Is there any performance benefit to explicitly calling a method directly from a namespace class library rather than using
the namespace?
Here is an example of a situation I'm referring to:
// using
using System.Configuration;
public class MyClass
{
private readonly static string DBConn = ConfigurationManager.ConnectionStrings["DBConn"].ConnectionString;
}
vs.
//explicit
public class MyClass
{
private readonly static string DBConn = System.Configuration.ConfigurationManager.ConnectionStrings["DBConn"].ConnectionString;
}
The biggest advantage of using namespace is that the class names which are declared in one namespace will not clash with the same class names declared in another namespace.

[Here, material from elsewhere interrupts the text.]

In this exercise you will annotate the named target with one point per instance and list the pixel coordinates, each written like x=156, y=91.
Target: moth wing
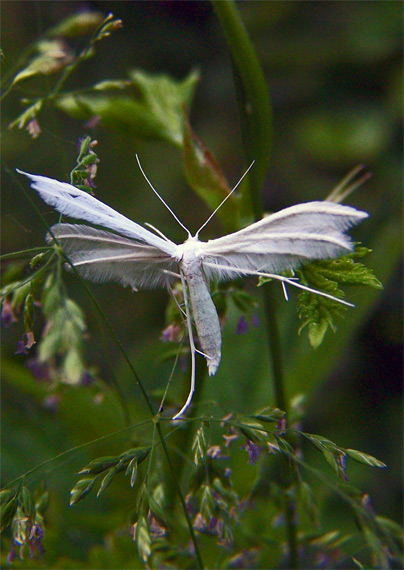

It is also referred as named group of classes having common features.
Classes are data types. They are an expanded concept of structures, they can contain data members, but they can also contain functions as members whereas a namespace is simply an abstract way of grouping items together. A namespace cannot be created as an object; think of it more as a naming convention.
Namespace in C++ is the declarative part where the scope of identifiers like functions, the name of types, classes, variables, etc., are declared. The code generally has multiple libraries, and the namespace helps in avoiding the ambiguity that may occur when two identifiers have the same name.
While this practice is okay for example code, pulling in the entire std namespace into the global namespace is not good as it defeats the purpose of namespaces and can lead to name collisions. This situation is called namespace pollution.
No, there isn't any.
The compiler will convert all calls to a class to use the fully qualified name anyway.
This is easy enough to see in the produced IL, using any decompiler.